Years flying at warp speed lands SPACECOM as fully operational on fourth anniversary

In today's Federal Newscast: Some federal correctional officers are set to lose pay bonuses in 10 days. The White House forms a task force to fight fraud agains...

  • Only 10 days remain in 2023, at which time hundreds of federal correctional officers will lose pay incentives. Those officers at Federal Correctional Institution Thomson are about to lose 25% retention-based pay bonuses. The incentive cut will take effect in the new year, and it comes after staffing levels improved at the federal prison in Illinois. But the American Federation of Government Employees is urging the Bureau of Prisons to reverse its decision and continue to offer the incentive. If not, the union said it will lead to worsening staff attrition and workplace conditions.
  • Lawmakers are pushing the Central Intelligence Agency, and other members of the intelligence community, to recruit for specific skill sets. Congress is telling spy agencies to hire more analysts with financial intelligence and emerging technology expertise. The provision in the fiscal 2024 intelligence authorization act directs the intelligence community to come up with a plan for increasing that expertise by Jan. 1, 2025. The National Security Agency and other IC agencies are eyeing big recruiting targets in the coming years, as they look to hire the next generation of intelligence officers.
  • Four years after being established, Commander of U.S. Space Command Gen. James Dickinson declared that SPACECOM has reached its full operational capability. Dickinson said the command now meets all the criteria to execute its mission and deliver capabilities required to counter threats in and from space. The criteria for being fully operational include having a skilled workforce to support the mission, building out the infrastructure and being able to set the conditions for the future fight. Since 2019, SPACECOM has been providing combatant commanders with a wide range of space capabilities needed to support their operations, including satellite communications, weather monitoring and missile warning.
  • A certain group of House and Senate lawmakers is pushing back on higher prices at the Post Office. USPS package prices are going up across the U.S. in January. But lawmakers said the price hikes are disproportionately higher for Alaska, Hawaii and U.S. territories than the lower 48 states. Sens. Dan Sullivan (R-Alaska), Lisa Murkowski (R-Alaska), Brian Schatz (D-Hawaii) and Mazie Hirono (D-Hawaii) were the lead authors of a letter, along with eight House members, calling on the Postal Service’s regulator to reject the rate hike. Lawmakers said USPS is looking to set prices for Priority Mail Express, Priority Mail, and USPS Ground Advantage far higher than the rate of inflation.
  • Veterans are a growing target for fraudsters, so the White House is assembling a team to deal with it. The Biden administration held its first meeting of its Veteran Scam and Fraud Evasion Task Force.

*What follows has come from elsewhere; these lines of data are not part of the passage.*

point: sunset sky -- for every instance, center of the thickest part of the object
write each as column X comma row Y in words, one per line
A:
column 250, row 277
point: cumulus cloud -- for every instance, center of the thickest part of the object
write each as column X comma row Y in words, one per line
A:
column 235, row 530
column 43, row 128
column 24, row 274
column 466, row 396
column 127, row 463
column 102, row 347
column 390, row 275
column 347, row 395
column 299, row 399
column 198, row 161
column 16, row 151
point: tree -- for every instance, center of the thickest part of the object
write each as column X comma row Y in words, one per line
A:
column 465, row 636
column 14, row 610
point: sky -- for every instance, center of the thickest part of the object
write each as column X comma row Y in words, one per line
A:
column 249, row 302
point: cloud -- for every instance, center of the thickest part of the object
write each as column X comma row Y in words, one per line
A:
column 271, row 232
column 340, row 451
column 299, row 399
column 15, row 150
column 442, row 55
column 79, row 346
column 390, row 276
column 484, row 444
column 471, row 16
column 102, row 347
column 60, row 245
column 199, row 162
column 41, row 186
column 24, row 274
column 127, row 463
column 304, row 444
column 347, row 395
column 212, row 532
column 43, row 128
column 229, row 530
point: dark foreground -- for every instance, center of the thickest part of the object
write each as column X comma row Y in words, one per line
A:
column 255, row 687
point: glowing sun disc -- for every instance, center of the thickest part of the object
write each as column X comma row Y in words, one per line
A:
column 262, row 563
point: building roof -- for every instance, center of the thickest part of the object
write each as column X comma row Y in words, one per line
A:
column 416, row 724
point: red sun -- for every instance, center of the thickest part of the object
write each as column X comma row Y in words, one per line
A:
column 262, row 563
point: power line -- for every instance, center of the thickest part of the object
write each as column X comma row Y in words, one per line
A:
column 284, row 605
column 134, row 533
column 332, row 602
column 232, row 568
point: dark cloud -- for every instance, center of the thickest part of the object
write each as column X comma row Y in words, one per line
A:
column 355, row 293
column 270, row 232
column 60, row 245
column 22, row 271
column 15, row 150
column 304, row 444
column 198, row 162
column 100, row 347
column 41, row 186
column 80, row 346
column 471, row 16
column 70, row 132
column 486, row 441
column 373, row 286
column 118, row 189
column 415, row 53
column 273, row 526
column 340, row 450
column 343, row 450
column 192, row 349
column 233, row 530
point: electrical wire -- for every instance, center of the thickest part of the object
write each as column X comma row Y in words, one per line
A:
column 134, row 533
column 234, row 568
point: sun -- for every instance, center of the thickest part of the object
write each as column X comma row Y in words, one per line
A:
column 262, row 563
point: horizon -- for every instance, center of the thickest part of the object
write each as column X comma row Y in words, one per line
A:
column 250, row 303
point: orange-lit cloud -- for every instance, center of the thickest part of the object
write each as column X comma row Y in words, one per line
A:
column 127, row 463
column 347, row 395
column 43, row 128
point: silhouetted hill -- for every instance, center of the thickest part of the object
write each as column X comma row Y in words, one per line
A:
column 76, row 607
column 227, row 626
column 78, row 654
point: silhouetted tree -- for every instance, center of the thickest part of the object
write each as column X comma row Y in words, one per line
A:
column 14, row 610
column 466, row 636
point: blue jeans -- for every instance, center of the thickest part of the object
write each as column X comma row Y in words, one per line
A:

It includes leaders from the departments of Defense and Veterans Affairs, and the IRS. The task force is working on a fraud prevention toolkit and a one-stop shop for veterans to seek help. The Federal Trade Commission received 163,000 fraud reports from veterans between 2015 and 2019.
  • Martin O’Malley has been officially sworn in as commissioner of the Social Security Administration. The former Baltimore mayor and Maryland governor will be the first permanent leader of the agency in two-and-a-half years. Sen. Ben Cardin (D-Md.) conducted the swearing-in ceremony for O’Malley on Wednesday. The official move follows the Senate confirmation of O'Malley to the position on Monday, in a vote of 50-11. O'Malley's term as commissioner will expire in January 2025.
    (Martin J. O’Malley sworn in as commissioner of SSA - Social Security Administration)
  • The Biden Administration is pressing ahead with new rules to require project labor agreements (PLA) on large federal construction contracts. The Office of Management and Budget issued guidance this week telling agencies those agreements are now mostly mandatory for contracts worth $35 million or more. A final rule amending the Federal Acquisition Regulation is scheduled for publication later this week. The White House argues the new rules will bring “stability” to construction projects. Some contractors argue the changes will drive up construction costs and discourage firms from bidding on federal projects. The new rules do allow federal contracting officers to waive the PLA requirement under some circumstances.
  • The Cybersecurity and Infrastructure Security Agency is seeking feedback on its major technology security initiative. CISA this week issued a request for information on its “secure-by-design” white paper. The agency wants comments on how tech manufacturers can incorporate security early in the software development cycle, as well as the financial costs of adopting secure-by-design principles. The RFI also seeks feedback on barriers to eliminating recurring software bugs and how security can become a bigger focus in computer science education. The deadline to comment is February 20, 2024.
  • A new tool will allow Air Force leaders to move away from Excel spreadsheets or PowerPoints when making investment decisions. The Air Force is launching the first iteration of a decision advantage tool that will change the way financial decisions are made within the service. The tool will help senior leaders to understand the direct costs of a particular decision and the impact that decision could have on an entire program. If senior leaders decide to add an aircraft, the new platform will highlight both the price tag of the plane and what it would mean for aircraft availability or personnel. The first version of the tool is scheduled to come out next month.